Asena Melisa Sağlam: Bugün kötü hissediyorum, dün biraz iyiydim, gözaltı kararı çıktığı için. Bugün tekrar, ikinci kez serbest bırakıldığını öğrenince… Trajikomik aslında, çok karmaşık duygular içerisindeyim.
DW Türkçe: Bir genç kadının başına gelmemesi gereken bir olay yaşadınız. Neler hissettiniz o anda?

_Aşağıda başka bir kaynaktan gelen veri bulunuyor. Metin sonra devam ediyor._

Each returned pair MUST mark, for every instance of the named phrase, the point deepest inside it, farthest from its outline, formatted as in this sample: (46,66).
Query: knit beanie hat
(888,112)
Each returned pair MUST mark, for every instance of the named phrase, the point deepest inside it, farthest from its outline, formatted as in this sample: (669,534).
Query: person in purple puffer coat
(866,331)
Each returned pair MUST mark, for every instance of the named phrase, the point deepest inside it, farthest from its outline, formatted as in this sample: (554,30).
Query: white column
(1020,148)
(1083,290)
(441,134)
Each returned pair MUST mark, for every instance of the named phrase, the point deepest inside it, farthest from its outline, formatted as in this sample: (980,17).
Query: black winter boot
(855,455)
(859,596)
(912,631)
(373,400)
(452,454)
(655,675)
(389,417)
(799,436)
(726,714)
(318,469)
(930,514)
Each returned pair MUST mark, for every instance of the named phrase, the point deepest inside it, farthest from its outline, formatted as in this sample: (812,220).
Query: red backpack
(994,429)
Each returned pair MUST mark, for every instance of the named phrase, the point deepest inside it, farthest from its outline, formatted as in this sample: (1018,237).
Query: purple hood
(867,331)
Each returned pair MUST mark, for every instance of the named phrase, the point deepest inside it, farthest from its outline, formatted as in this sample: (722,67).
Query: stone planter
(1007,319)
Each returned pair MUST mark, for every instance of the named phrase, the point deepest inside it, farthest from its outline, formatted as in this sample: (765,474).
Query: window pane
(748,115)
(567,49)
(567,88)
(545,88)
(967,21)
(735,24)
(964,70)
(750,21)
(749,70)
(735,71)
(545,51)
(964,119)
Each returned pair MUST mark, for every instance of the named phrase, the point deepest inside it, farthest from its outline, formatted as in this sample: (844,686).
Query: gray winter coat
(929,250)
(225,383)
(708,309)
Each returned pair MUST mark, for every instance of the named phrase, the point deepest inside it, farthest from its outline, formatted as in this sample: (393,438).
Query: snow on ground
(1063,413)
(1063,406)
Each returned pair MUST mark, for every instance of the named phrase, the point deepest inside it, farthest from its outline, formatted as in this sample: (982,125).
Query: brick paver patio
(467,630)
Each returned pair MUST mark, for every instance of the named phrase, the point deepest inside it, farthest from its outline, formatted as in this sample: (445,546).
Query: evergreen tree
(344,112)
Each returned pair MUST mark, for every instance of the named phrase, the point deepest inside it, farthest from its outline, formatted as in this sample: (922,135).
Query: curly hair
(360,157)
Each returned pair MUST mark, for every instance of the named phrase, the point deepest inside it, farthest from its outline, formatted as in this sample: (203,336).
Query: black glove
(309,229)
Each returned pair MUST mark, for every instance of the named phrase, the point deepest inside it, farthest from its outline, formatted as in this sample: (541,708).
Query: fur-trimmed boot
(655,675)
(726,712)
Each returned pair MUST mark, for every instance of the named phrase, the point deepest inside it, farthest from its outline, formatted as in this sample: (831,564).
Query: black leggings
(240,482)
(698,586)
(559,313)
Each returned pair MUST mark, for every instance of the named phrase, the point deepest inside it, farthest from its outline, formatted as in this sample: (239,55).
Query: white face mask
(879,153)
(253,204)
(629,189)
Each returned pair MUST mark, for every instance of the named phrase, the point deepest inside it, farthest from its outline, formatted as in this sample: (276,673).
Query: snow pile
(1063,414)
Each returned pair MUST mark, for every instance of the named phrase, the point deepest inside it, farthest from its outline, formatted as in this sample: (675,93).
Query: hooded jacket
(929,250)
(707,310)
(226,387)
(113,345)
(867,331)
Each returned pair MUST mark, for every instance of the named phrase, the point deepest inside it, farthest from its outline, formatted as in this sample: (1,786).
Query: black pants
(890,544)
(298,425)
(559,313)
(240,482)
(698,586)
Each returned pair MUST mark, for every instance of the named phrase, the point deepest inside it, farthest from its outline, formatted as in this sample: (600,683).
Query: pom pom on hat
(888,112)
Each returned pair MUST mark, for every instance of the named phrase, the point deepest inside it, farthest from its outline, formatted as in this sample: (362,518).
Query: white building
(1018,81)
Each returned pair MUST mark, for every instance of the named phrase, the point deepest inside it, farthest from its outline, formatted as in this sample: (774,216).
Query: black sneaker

Sağlam: Önce şok oldum. Minibüste kimse seni tanımıyor, kimsenin sana düşmanlığı yok, korktuğun biri yok. Beklemediğin anda bir darbe yiyorsun, kalkıp kendini savunmaya çalışıyorsun, bir daha aynı şekilde muamele görüyorsun. Kimsenin yardım etmediğine şahit oluyorsun, en son videodaki gibi çaresizce oturup ağlıyorum. Yapabileceğim başka bir şey şu anda da yok, o zaman da yoktu. O zaman kimse yanımda olmadı, o yüzden buna maruz kaldım dedim. Şimdi adalet başlığı altında yargılansın istedim ama adalet de bu kişiyi suça değer bulmadı. Demek ki benim oturup ağlamaktan başka yapabileceğim bir şey yok.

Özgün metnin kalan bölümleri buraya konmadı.